Issue when locale is set to french
Bug
When explicitly setting the locale as french docling is not able to parse pdf correctly. The problem seems to be linked particularly to locale.LC_NUMERIC as with this configuration docling is functioning correctly:
locale.setlocale(locale.LC_ALL, "fr_FR.UTF-8") locale.setlocale(locale.LC_NUMERICE,"en_US.UTF-8")
whereas when you just set explicitely LC_NUMERIC it's not :
locale.setlocale(locale.LC_NUMERIC, "fr_FR.UTF-8")
Steps to reproduce
import locale
from docling.document_converter import DocumentConverter
locale.setlocale(locale.LC_ALL, "fr_FR.UTF-8") convert = DocumentConverter() pdf_path = "PathToYourPDF" result = convert.convert(pdf_path)

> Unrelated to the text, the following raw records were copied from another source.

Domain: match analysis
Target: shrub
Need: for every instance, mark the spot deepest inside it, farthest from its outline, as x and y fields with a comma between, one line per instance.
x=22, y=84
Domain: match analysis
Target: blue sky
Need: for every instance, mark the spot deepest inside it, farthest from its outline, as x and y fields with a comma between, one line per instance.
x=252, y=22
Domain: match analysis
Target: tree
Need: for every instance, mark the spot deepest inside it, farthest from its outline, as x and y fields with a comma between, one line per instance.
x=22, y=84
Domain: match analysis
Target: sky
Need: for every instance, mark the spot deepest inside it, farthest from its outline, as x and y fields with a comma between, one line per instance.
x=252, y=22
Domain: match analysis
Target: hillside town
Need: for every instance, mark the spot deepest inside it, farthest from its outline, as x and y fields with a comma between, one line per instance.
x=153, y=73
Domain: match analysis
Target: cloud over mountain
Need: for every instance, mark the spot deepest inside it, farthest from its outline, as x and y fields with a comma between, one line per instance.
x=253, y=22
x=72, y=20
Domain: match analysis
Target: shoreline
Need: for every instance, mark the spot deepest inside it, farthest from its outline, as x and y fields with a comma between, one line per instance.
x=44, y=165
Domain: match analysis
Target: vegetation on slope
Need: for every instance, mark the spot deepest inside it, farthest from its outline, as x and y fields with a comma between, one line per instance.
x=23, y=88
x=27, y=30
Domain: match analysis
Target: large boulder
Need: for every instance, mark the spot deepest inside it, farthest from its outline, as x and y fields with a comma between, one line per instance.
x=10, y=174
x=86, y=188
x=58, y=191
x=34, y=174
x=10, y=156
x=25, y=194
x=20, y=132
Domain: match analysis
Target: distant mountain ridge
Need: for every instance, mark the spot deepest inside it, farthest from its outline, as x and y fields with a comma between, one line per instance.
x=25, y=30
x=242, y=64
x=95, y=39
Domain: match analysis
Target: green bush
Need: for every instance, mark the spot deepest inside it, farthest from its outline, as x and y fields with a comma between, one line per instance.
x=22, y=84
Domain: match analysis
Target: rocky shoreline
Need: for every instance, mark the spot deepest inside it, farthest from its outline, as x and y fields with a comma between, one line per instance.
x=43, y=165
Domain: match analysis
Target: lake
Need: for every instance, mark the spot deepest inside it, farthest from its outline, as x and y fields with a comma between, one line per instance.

print(result.document.export_to_markdown())
Docling version
Docling version: 2.30.0 Docling Core version: 2.28.0 Docling IBM Models version: 3.4.2 Docling Parse version: 4.0.1 Python: cpython-311 (3.11.9) Platform: macOS-14.7.4-x86_64-i386-64bit
Python version
...
Python 3.11.9
@yannistml I can confirm docling starts to hang on our standard test PDF in tests/data/pdf/2206.01062.pdf and produces garbage output in the end. The problem appears to be rooted in the layout postprocessing. Deeper investigation will be necessary to get to the root of it.